At 3:30 pm, the signal to attack was given. A section of Custer's horse artillery rolled into action and engaged the attention of the Confederates. Minutes later, Pennington's flanking force, led by the 2nd Ohio, dismounted and armed with Spencer carbines, rushed out of the woods and rolled up the startled Confederates' left flank. Just as the Confederates were reforming to face this new threat, Wells' and Capehart's brigades rushed the Confederate center. In a matter of minutes (one historian stated that the Confederates fired a single volley), Early's army was thrown into panic.

Jedediah Hotchkiss, Early's (and formerly "Stonewall" Jackson's) topographical engineer called the rout, "one of the most terrible panics and stampedes I have ever seen." The Confederates' only routes of escape over the South River, the railroad bridge and the footbridge, quickly became jam-packed with fleeing men and ordnance; hundreds of Confederates were captured as they tried to flee across the river.

Confederate Colonel William Harman was killed in action; surrounded by five Federal troopers, Harman refused their entreaties to surrender and was killed. Dr. Hunter McGuire of Early's staff was captured after he was dismounted while attempting to jump his horse over a rail fence; a Federal trooper was preparing to gun McGuire down when the doctor gave the Masonic sign of distress, which was recognized by a Union officer who intervened on McGuire's behalf and ordered the doctor not to be harmed, though he was taken prisoner.

Early himself, along with some of his staff, managed to escape. His entire army was captured or scattered across the countryside, never again to form an effective fighting force.

==Aftermath==
Custer's men pursued the routed Confederates for a dozen miles before darkness brought an end to their pursuit. Union officers would claim the capture of between 1,000 and 1,800 men, 11 to 14 cannon, 150 to 200 wagons, and 16 stands of colors (including a recaptured Union flag). Despite Early's rebuking of the claims, evidence (including 15 Medal of Honor citations for capture of flags at Waynesboro) suggests that Union claims were very close to the truth. Regardless of the exact figures, all sources agree that Early lost all of his artillery, wagons, and ambulances, and his infantry was too shattered to form an effective fighting force for the rest of the war. Custer placed his own losses at a mere 9 men killed and wounded.

Sheridan crossed the Blue Ridge Mountains to Charlottesville and then raided south, destroying the James River Canal locks near Goochland Court House.

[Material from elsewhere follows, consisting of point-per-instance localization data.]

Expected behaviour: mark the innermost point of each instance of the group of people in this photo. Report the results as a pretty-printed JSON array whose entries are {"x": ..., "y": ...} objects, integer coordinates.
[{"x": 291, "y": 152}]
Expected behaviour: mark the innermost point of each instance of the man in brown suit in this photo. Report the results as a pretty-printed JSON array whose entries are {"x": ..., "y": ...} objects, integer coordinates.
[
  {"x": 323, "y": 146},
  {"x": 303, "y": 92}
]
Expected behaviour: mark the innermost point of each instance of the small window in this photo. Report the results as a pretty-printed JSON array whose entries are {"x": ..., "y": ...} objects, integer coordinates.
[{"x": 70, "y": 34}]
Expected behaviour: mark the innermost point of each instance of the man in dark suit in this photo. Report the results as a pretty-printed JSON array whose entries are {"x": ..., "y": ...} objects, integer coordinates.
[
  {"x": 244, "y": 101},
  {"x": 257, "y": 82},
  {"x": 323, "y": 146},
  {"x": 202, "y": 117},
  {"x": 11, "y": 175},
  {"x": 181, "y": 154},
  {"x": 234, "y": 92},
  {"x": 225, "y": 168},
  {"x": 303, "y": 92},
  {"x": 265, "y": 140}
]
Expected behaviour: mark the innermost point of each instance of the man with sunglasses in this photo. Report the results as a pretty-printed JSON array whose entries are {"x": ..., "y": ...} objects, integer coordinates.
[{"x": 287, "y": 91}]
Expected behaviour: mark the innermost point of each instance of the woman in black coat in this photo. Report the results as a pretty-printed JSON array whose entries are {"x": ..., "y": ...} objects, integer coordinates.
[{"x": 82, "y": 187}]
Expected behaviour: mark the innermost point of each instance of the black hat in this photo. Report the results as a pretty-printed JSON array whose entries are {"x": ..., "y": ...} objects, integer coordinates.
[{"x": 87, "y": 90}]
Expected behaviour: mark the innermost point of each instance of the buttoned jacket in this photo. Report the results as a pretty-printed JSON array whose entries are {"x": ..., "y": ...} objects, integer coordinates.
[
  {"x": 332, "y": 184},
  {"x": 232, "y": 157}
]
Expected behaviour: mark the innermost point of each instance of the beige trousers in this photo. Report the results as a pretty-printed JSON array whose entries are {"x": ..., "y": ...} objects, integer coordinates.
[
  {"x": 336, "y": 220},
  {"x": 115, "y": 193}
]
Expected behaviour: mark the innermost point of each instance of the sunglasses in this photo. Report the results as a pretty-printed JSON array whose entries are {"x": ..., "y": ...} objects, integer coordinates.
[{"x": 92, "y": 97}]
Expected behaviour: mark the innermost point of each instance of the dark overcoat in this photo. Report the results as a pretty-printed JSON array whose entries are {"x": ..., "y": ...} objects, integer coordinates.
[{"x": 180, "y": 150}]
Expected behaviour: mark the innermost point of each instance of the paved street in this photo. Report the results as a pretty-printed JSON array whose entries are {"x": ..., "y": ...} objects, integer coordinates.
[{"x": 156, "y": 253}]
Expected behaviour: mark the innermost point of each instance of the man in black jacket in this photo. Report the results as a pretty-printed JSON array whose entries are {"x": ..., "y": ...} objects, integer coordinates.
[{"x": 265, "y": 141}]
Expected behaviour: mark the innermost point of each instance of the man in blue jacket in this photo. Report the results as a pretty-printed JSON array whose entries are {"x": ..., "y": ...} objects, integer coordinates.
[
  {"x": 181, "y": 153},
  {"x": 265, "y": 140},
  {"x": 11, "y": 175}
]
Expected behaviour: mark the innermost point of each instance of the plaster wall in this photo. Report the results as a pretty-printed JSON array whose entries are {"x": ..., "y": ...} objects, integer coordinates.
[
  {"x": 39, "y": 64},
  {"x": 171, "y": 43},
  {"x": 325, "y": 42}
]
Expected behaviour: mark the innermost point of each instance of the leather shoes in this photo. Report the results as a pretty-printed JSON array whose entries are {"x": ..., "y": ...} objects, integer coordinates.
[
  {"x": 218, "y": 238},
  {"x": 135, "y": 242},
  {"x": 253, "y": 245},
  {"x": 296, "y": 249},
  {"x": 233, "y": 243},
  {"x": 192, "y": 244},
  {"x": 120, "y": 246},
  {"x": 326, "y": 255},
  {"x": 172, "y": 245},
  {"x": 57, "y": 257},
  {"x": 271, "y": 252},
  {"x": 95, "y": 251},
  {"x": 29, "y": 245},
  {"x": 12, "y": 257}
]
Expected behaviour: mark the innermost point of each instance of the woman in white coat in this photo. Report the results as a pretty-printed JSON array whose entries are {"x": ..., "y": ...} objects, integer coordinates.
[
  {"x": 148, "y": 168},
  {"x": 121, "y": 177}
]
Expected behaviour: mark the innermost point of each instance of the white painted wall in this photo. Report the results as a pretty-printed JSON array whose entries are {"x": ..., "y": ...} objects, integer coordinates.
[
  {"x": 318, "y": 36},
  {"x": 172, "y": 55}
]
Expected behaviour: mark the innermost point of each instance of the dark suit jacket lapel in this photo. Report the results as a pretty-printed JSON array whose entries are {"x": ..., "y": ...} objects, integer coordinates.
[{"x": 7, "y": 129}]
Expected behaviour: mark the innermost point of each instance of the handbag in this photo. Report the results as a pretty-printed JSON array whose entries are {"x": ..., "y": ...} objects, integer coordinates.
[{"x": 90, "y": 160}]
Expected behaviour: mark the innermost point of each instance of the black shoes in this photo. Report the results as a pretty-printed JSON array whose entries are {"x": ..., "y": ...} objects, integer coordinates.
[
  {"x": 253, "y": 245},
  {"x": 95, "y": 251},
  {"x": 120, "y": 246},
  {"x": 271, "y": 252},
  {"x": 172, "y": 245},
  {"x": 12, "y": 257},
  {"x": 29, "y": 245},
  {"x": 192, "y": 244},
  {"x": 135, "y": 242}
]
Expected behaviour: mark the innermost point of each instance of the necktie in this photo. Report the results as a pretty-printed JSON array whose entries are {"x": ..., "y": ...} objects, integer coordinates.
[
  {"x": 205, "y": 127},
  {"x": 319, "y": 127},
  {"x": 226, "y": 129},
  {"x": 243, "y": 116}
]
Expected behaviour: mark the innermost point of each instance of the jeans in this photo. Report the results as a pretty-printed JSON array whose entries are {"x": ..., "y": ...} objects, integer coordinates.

He joined forces with the Army of the Potomac near Petersburg on March 26 for the opening of the Appomattox Campaign. Early never received another field assignment for the rest of the war.

Captain Christopher C. Bruton of the 22nd New York Cavalry later received the Medal of Honor for the capture of Early's headquarters flag during the battle.

Second Lieutenant Andrew Kuder of Company G, 8th New York Cavalry also received the Medal of Honor for extraordinary heroism and the capture of the flag.